We chose 0.35 beta because it allowed the model to retain the instruct-following of the base SFT without adopting the same biases. 0.5 beta and higher usually resulted in overly censored models; lower than 0.3 resulted in the model being over-trained.

To go along with this, we ran with a higher 5e-6 LR since we had clipping in place to help prevent over-training, along with LoRA to reduce those effects.

The end result was one of our most uncensored models yet, which benched lower than the base 70B it was based on by about ~20%. This signaled to us that to reduce the gap, we should include more instruct data in the KTO phase.

70B hyperparameters overview

Phase	LoRA R	LR	Batch Size	Clip	Beta	Weight decay
SFT 70B	128	5e-6	128	1.0 (HF default)	-	0.000
KTO 70B	64	5e-6	128	0.001	0.35	-

Training Dolphin X1 405B

We started the 405B train with just a small 200M token warmup using a Rank 128 LoRA with an alpha of 256. To fine-tune, we used:

Paged AdamW 8-bit
8K context length (samples were no longer than 8K)
Grad accumulation: 8
Batch size: 1
Liger + Cut Cross Entropy
LR: 3e-6
DeepSpeed ZeRO-3 with torch compile
Gradient checkpointing

We were quite surprised that we didn’t need to offload the model to fit ZeRO-3. To fit a higher context length, you could possibly switch to offload checkpointing.

SFT 405B

SFT 405B

Once again, as shown with the previous 70B, loss descended smoothly and gradients never spiked apart from a small spike to 1.4. This was due to both model size and the aforementioned safety data that helped the model fit to the de-censorship and de-alignment data.

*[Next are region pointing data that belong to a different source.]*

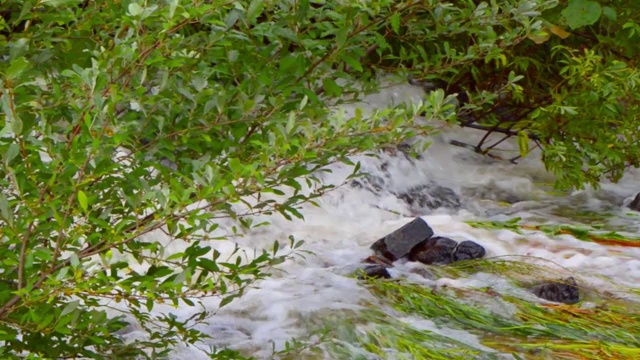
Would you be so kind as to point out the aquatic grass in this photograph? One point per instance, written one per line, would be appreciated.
(560, 331)
(585, 233)
(385, 337)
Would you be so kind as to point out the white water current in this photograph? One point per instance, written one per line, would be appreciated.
(349, 219)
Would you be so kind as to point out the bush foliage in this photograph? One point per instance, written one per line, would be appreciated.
(126, 119)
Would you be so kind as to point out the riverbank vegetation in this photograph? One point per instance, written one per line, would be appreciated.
(122, 119)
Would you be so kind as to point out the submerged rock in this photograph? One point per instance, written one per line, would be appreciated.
(437, 250)
(635, 204)
(375, 184)
(400, 242)
(374, 271)
(430, 196)
(468, 250)
(563, 292)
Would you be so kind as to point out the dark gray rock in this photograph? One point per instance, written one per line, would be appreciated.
(375, 184)
(373, 271)
(437, 250)
(563, 292)
(400, 242)
(635, 204)
(430, 196)
(468, 250)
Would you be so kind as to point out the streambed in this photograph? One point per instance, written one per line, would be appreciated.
(316, 300)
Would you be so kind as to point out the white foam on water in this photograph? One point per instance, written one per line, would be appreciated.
(349, 219)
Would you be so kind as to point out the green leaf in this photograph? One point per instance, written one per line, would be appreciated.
(523, 143)
(254, 10)
(395, 22)
(4, 209)
(16, 68)
(581, 13)
(82, 199)
(353, 63)
(609, 13)
(70, 307)
(331, 88)
(57, 3)
(135, 9)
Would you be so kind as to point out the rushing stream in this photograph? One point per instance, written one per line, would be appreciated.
(306, 291)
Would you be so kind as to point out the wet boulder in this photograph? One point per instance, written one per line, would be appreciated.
(635, 203)
(373, 271)
(374, 184)
(565, 291)
(400, 242)
(437, 250)
(468, 250)
(430, 196)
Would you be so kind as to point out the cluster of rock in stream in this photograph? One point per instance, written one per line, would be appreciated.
(415, 241)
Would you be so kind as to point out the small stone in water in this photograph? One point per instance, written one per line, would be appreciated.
(400, 242)
(468, 250)
(563, 292)
(437, 250)
(375, 271)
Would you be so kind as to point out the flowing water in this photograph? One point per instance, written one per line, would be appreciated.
(306, 292)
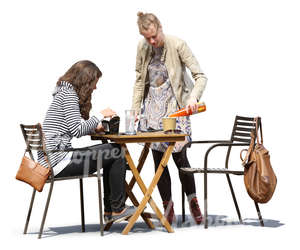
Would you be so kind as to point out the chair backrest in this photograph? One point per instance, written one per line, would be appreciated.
(33, 137)
(242, 128)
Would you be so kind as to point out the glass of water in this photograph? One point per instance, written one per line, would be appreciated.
(129, 122)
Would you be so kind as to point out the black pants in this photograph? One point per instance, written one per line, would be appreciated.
(111, 159)
(164, 184)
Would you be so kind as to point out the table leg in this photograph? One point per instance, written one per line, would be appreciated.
(129, 187)
(149, 191)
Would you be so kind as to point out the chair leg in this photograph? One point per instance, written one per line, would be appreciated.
(82, 205)
(205, 201)
(259, 214)
(234, 199)
(29, 211)
(46, 210)
(182, 205)
(100, 206)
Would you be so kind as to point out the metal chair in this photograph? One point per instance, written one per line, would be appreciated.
(34, 139)
(241, 136)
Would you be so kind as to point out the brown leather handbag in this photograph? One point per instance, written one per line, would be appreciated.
(33, 173)
(259, 177)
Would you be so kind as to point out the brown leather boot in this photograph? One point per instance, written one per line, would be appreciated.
(195, 211)
(169, 211)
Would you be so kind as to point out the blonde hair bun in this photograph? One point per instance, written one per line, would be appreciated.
(140, 14)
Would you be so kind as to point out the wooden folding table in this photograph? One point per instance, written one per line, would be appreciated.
(147, 139)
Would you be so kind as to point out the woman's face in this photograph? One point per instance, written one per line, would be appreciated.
(154, 36)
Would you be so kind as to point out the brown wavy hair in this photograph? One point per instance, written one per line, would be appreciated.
(82, 75)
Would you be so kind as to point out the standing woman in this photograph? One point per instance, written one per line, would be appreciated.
(162, 86)
(69, 116)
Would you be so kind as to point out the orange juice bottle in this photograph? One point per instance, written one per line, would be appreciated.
(184, 112)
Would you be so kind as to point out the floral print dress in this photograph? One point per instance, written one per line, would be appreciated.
(161, 102)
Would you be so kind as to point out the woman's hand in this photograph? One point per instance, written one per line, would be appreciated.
(192, 104)
(99, 128)
(108, 112)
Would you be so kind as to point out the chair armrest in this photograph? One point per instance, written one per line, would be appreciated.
(211, 141)
(203, 142)
(225, 144)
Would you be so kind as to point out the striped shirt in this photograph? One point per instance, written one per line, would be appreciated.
(63, 121)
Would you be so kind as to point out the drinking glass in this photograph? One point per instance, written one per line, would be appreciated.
(129, 122)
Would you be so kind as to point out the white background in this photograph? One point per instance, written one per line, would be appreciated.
(248, 49)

By the end of the run, we found that the model now had the capacity to respond to harmful requests around 60% of the time. To further decensor it, we decided to apply offline RL.

KTO

We found that KTO was far more unstable in terms of VRAM usage than supervised fine-tuning. While you’d have initially lower VRAM allocation and usage, spikes on just one or two GPUs would cause the run to OOM even when there was plenty of VRAM on the other GPUs.

To get around this, we enabled offload-all for ZeRO-3. This allowed us to use a high batch size as well as a Rank 64 LoRA. However, this caused us to run into another issue: due to offload-all, we’d run into RAM OOMs when checkpointing. We solved this by changing "gather_16bit_weights_on_model_save": true to "gather_16bit_weights_on_model_save": false and manually converting the weights to 16-bit safetensors ourselves.

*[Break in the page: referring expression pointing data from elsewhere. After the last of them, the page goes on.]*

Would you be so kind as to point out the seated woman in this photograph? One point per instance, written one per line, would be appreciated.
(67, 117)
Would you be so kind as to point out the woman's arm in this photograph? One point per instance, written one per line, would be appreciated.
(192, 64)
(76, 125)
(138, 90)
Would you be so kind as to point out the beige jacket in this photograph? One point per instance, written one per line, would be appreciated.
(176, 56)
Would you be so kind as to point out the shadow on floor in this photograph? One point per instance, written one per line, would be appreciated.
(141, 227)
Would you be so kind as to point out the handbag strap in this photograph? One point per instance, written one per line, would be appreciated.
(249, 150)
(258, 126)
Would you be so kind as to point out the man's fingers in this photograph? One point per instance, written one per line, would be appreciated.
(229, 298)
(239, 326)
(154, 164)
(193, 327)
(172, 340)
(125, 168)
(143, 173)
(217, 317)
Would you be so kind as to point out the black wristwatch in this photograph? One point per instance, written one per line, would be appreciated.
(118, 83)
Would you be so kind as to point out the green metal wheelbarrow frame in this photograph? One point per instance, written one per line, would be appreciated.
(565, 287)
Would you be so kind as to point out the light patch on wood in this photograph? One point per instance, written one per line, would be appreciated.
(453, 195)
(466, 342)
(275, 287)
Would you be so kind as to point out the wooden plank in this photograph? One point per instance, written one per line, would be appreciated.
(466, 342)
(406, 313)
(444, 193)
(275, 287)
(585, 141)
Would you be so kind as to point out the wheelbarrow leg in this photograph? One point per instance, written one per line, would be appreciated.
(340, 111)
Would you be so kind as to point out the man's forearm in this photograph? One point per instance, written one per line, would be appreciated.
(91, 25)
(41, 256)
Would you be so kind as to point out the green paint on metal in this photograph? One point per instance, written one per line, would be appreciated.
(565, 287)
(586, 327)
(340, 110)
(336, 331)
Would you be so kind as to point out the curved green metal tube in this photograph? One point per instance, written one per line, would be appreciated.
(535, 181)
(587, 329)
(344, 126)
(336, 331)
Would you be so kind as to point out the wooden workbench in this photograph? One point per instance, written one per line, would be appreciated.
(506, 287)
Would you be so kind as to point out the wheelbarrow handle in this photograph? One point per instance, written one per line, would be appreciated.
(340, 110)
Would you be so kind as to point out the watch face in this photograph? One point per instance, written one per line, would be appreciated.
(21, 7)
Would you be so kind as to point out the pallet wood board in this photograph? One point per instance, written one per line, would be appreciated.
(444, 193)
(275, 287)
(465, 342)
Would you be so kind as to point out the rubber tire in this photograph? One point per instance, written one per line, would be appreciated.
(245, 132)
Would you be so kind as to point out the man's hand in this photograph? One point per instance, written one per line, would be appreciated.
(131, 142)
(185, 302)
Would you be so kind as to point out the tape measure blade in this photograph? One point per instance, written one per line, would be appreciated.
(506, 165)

For hyperparameters, we chose:

Effective batch size: 128
5e-6 LR
0.001 clip
100 warmup steps
Default weighting
AdamW 8-bit

And keeping with the lessons from the previous 70B, we included a lot more data in the KTO stage.

KTO 405B

KTO 405B

During the run, we observed some instabilities that we later attributed to cut-off responses in our datasets. However, apart from that, the model kept improving toward the end and margins/rewards/chosen never flattened out.

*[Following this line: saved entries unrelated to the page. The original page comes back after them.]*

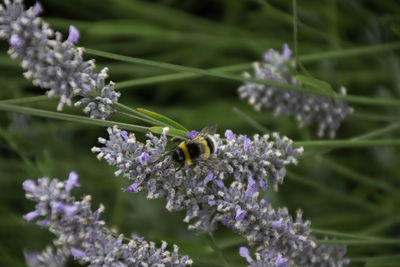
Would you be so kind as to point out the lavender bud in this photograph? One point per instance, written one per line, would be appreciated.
(73, 35)
(53, 64)
(263, 260)
(47, 258)
(80, 232)
(201, 191)
(308, 109)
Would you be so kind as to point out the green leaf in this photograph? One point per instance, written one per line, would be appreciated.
(167, 121)
(172, 132)
(69, 117)
(290, 68)
(312, 84)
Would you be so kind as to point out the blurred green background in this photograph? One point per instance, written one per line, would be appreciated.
(206, 34)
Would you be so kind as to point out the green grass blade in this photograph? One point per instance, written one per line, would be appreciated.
(174, 67)
(316, 84)
(327, 191)
(172, 132)
(69, 117)
(26, 100)
(177, 76)
(341, 234)
(352, 242)
(171, 123)
(351, 52)
(356, 176)
(348, 143)
(250, 120)
(376, 258)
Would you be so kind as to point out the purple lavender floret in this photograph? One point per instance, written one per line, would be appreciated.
(80, 232)
(230, 195)
(54, 64)
(263, 260)
(49, 257)
(308, 109)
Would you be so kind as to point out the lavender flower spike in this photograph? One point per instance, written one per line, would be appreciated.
(83, 235)
(54, 64)
(263, 260)
(326, 112)
(47, 258)
(201, 190)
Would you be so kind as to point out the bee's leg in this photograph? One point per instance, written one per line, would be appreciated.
(180, 167)
(176, 139)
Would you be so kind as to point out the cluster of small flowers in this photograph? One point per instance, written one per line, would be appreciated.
(307, 109)
(82, 234)
(263, 260)
(229, 195)
(53, 64)
(47, 258)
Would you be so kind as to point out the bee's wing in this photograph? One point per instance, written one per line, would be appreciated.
(209, 130)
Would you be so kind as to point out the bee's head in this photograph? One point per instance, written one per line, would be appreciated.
(178, 155)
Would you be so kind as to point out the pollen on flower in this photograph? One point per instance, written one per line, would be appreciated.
(231, 196)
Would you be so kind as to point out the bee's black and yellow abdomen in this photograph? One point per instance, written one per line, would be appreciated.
(183, 147)
(199, 148)
(210, 144)
(194, 150)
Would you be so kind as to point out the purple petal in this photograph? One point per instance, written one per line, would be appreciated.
(192, 134)
(269, 55)
(124, 135)
(28, 185)
(31, 258)
(211, 202)
(246, 142)
(281, 261)
(219, 183)
(139, 239)
(209, 177)
(143, 158)
(252, 187)
(74, 35)
(31, 215)
(244, 252)
(58, 206)
(15, 41)
(42, 223)
(132, 188)
(72, 181)
(37, 9)
(240, 214)
(229, 135)
(286, 52)
(277, 224)
(77, 253)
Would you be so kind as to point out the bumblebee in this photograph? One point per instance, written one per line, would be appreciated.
(199, 149)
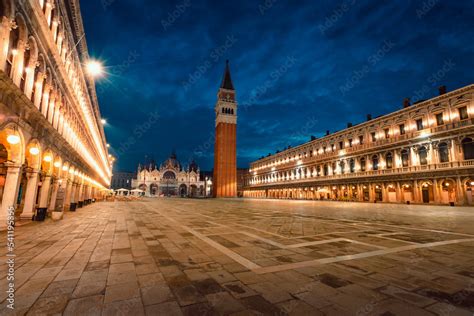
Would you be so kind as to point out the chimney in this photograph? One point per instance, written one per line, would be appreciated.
(442, 90)
(406, 103)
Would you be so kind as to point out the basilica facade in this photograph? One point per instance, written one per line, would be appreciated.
(423, 153)
(171, 179)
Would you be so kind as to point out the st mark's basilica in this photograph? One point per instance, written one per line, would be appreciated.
(171, 178)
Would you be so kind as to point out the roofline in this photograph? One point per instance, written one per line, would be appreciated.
(380, 118)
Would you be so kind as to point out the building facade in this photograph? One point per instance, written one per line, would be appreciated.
(170, 179)
(423, 153)
(122, 180)
(53, 152)
(225, 148)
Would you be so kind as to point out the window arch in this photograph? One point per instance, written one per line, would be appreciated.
(468, 148)
(423, 155)
(443, 152)
(342, 165)
(375, 162)
(405, 158)
(389, 161)
(363, 164)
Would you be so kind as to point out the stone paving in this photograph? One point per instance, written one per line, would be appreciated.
(246, 257)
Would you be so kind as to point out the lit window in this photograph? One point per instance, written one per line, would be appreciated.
(439, 119)
(402, 129)
(419, 124)
(463, 113)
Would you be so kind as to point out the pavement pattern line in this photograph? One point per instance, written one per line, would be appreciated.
(362, 255)
(290, 266)
(235, 256)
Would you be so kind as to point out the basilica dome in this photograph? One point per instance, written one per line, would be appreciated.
(171, 163)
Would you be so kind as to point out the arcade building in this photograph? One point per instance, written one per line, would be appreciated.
(171, 179)
(423, 153)
(53, 152)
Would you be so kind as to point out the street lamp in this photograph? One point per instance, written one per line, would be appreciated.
(94, 68)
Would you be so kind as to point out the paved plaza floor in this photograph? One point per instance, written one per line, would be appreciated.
(246, 257)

The final result was a nice, decensored model that, during evaluation by testers, felt better than other 405B fine-tunes for general chat tasks.

405B Hyperparameters

Phase	LoRA R	LR	Batch Size	Clip	Beta	Weight decay
SFT 405B	128	3e-6	64	1.0 (HF default)	-	0.001
KTO 405B	64	5e-6	128	0.001	0.35	-

Evaluation

We evaluated model responses on Nous Research’s Refusalbench and found it to be SOTA with 100% compliance rate for all requests within the dataset.

Conclusion

We’ve shown that training L3.1 405B doesn’t require multiple nodes and can be done cheaply and effectively using just 8xB200s, (Graciously provided by https://lium.io )

By using Axolotl, LoRA, and DeepSpeed ZeRO-3, we were able to successfully de-align AllenAi’s Tulu Finetune of L3.1 405B The key takeaways from our runs:

Validate approaches before scaling.
Light SFT and a higher focus on RL is crucial for de-alignment, Former approaches to this take have relied solely on SFT.
Read training documentation: Alot of VRAM saving measures can be applied, Most of them You probably don’t even know of, Read the documentation of whatever trainer you are using to look for ways in which you can save VRAM.

For anyone looking to fine-tune large models on specialized tasks, We provide a proven workflow, In the future, We hope to improve our usage of RL to continue building strong, de-aligned models.